Populate Your Redesign Team with the Right People

In business as in sports, bringing the right team together can mean the difference between taking home the championship trophy and finishing in last place. Planning, leadership, coaching, and talent all play critical roles, but the importance of having the optimal group of skilled people aligned to work towards a common goal cannot be overlooked.

“The strength of the team is each individual member. The strength of each member is the team.” – Phil Jackson

An organization redesign effort also depends on having a solid team to tackle the challenging work of identifying business problems, evaluating potential options, and recommending solutions. Early in the process, the Alignment Leader® (supported by the change partner) assembles a cross-functional redesign team drawn from all parts of the organization. The goal is to make sure every important issue that falls within the scope of the redesign is addressed; all stakeholders’ perspectives are considered; and each alternative is carefully considered.

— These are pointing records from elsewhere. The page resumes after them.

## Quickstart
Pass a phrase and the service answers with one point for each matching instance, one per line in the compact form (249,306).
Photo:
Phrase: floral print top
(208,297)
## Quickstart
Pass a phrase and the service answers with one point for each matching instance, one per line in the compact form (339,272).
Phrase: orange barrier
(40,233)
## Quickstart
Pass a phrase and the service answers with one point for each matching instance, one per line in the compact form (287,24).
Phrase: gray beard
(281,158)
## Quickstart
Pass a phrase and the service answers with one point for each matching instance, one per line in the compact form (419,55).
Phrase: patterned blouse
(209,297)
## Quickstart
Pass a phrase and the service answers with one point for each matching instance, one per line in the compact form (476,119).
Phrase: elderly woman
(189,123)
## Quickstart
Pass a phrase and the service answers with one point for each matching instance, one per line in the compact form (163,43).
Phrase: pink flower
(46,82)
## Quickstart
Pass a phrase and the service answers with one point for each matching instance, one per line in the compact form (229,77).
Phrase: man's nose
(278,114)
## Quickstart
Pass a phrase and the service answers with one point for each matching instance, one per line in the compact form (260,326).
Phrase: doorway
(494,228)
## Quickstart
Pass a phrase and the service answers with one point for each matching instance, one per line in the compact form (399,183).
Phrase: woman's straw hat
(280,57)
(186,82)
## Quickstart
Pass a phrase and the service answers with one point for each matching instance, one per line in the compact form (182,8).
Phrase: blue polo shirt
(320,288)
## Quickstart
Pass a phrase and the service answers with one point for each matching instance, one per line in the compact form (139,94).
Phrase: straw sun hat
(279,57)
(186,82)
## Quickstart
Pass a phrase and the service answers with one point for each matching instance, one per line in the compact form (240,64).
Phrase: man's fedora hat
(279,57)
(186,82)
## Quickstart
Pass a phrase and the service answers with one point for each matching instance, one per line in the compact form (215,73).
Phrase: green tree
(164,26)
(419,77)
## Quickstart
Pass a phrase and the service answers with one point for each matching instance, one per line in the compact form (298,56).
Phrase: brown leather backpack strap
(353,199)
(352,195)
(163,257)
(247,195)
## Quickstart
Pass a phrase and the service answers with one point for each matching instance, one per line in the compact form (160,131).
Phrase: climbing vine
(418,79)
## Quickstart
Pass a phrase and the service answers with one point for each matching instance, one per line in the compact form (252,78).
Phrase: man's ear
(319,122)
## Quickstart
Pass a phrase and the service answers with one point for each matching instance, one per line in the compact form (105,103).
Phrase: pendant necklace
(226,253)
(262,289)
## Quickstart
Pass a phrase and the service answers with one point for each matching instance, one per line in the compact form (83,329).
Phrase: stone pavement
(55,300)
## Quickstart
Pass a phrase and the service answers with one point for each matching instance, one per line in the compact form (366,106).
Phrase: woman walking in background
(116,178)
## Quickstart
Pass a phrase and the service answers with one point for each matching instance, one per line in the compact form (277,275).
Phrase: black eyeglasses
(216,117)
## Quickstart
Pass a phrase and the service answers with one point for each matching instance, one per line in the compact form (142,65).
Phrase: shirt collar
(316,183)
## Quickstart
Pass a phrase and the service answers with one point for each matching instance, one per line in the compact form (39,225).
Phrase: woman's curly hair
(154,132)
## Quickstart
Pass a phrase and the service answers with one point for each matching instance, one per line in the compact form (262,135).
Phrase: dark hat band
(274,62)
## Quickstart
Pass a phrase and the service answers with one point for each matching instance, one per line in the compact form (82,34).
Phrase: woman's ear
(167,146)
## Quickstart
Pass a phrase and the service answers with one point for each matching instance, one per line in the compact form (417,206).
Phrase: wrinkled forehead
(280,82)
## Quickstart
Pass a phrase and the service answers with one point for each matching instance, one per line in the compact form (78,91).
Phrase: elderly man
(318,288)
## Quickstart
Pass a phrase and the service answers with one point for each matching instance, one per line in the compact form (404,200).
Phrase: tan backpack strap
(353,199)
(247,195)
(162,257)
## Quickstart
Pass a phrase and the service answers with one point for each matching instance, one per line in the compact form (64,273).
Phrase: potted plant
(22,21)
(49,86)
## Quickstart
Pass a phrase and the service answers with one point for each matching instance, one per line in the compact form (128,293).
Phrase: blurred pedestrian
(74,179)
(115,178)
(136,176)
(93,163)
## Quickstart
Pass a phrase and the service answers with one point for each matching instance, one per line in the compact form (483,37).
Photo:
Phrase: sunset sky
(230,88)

Otherwise, considerable time, money, and resources are wasted when the team must revisit its work to address missing or inadequate requirements.

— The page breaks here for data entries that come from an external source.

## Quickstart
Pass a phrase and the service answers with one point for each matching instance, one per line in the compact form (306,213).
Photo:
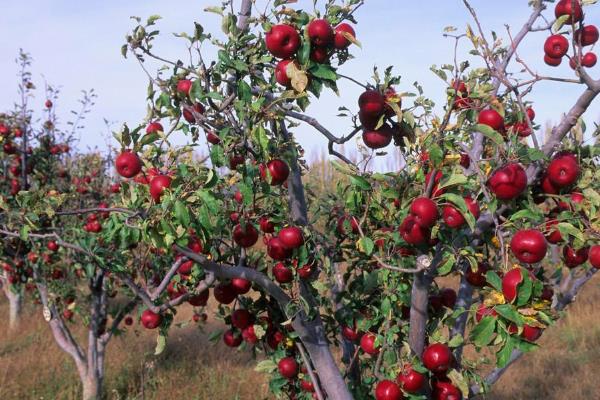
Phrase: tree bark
(15,302)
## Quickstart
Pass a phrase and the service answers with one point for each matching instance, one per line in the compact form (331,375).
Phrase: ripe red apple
(282,273)
(510,284)
(158,185)
(339,40)
(282,41)
(425,212)
(291,237)
(531,333)
(288,367)
(454,218)
(184,86)
(245,236)
(154,127)
(412,232)
(574,258)
(281,75)
(437,357)
(278,170)
(377,139)
(563,170)
(367,344)
(151,320)
(477,277)
(484,311)
(529,246)
(372,104)
(589,60)
(388,390)
(241,318)
(320,32)
(410,380)
(224,293)
(241,285)
(553,62)
(231,338)
(128,164)
(556,46)
(52,246)
(587,35)
(188,115)
(200,299)
(491,118)
(594,256)
(444,390)
(565,7)
(508,182)
(277,250)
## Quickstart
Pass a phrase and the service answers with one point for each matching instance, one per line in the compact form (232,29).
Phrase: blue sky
(76,45)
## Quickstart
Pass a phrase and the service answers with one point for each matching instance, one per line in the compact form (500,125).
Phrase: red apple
(282,273)
(410,380)
(291,237)
(425,212)
(340,42)
(563,170)
(158,185)
(288,367)
(282,41)
(565,7)
(508,182)
(154,127)
(278,170)
(437,357)
(594,256)
(377,139)
(529,246)
(367,344)
(151,320)
(128,164)
(320,32)
(510,283)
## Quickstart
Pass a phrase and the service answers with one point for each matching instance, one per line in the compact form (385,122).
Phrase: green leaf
(365,245)
(494,280)
(483,333)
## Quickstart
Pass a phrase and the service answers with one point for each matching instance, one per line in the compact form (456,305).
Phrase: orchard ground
(193,367)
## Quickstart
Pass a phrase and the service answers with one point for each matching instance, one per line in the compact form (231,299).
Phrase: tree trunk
(92,385)
(15,301)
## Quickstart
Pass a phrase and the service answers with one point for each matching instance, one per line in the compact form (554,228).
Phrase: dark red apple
(282,41)
(128,164)
(529,246)
(508,182)
(320,32)
(151,320)
(510,284)
(437,357)
(340,41)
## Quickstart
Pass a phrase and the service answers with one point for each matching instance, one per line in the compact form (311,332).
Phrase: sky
(76,45)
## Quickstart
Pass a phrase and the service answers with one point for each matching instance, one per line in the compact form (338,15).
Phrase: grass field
(32,366)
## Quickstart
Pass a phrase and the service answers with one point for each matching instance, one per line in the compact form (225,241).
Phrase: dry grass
(32,366)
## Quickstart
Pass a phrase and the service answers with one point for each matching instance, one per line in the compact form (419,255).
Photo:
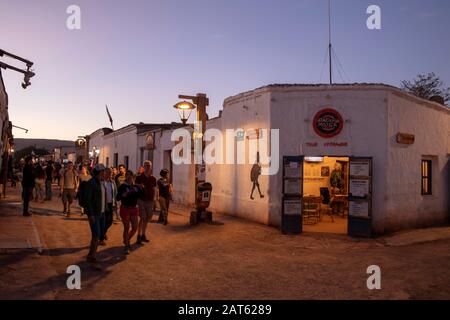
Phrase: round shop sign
(328,123)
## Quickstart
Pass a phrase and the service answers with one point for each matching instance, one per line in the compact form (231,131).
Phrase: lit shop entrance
(327,194)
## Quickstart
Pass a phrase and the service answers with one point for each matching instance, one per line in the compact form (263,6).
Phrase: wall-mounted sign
(359,188)
(405,138)
(80,143)
(360,169)
(358,209)
(292,206)
(149,141)
(292,170)
(328,123)
(292,186)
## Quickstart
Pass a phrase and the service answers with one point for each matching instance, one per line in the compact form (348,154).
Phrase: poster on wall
(359,209)
(292,170)
(292,207)
(292,186)
(361,169)
(359,188)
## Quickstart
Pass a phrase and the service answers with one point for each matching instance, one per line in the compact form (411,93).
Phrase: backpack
(82,194)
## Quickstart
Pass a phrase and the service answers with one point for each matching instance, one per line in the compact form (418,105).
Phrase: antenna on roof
(329,43)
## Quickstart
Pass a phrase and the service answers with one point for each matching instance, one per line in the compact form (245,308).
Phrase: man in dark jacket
(27,185)
(95,209)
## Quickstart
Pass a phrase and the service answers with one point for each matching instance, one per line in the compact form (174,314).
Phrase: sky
(137,56)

Accomplishing this requires intense sessions geared towards producing optimal results. Once the Alignment Leader shares their vision for what needs to change and how the organization will look in the future, the team will spend many hours in work sessions led by a facilitator. Each member will need to fully participate by sharing their insights into current issues, determining how to address them, and, ultimately, deciding on the best path forward. These sessions evoke the rugby scrums often cited in the Agile methodology: people putting their heads together and pooling their resources to seek the best possible solution.

In our book, Mastering the Cube, we suggest seeking redesign team members who already exhibit the characteristics of change agents and are influential among their co-workers. As we note in the book, “If others in the organization tend to follow them naturally, they can be powerful agents for change.” Making sure the right organizational leaders are represented on the team helps pave the way for executive buy-in when recommendations are finalized. You can also consider recruiting employees with high potential within the organization who will view the redesign project as an opportunity for professional development.

Characteristics of a Strong Organization Redesign Team

What criteria should guide selection of the members? As the Alignment Leader and change partner assemble their redesign team, they should look for participants with the ability to:

  • Communicate effectively, both within the team and with colleagues and managers inside their departments
  • Think strategically, experiment, and learn new concepts
  • Support others on their team
  • See the big picture beyond their own work units and consider issues from many points of view
  • Envision new ways of doing work and new organizational structures
  • Put the organization’s best interests ahead of their own
  • Contribute vital analytical and technical skills
  • Be flexible enough to change directions quickly as the environment changes
  • Accept group consensus once alternatives had been thoroughly debated
  • Express their own opinions and offer new perspectives

The final point above has proven to be increasingly important in recent years. A well-rounded team will include people with varying cultural, educational, and professional skills and backgrounds who represent a good cross-section of the organization outside the C-suite. You don’t just want your team to come up with an answer; you want them to come up with the right answers based on a wide range of perspectives. They will also need to articulate a vision for the future that clarifies how the new organization is going to work for their coworkers.

By carefully constructing a strong organization redesign team with the ability to communicate, bring new ideas to the table, and work together for the good of the organization, you can lay the groundwork to align the rest of the organization to the changes ahead.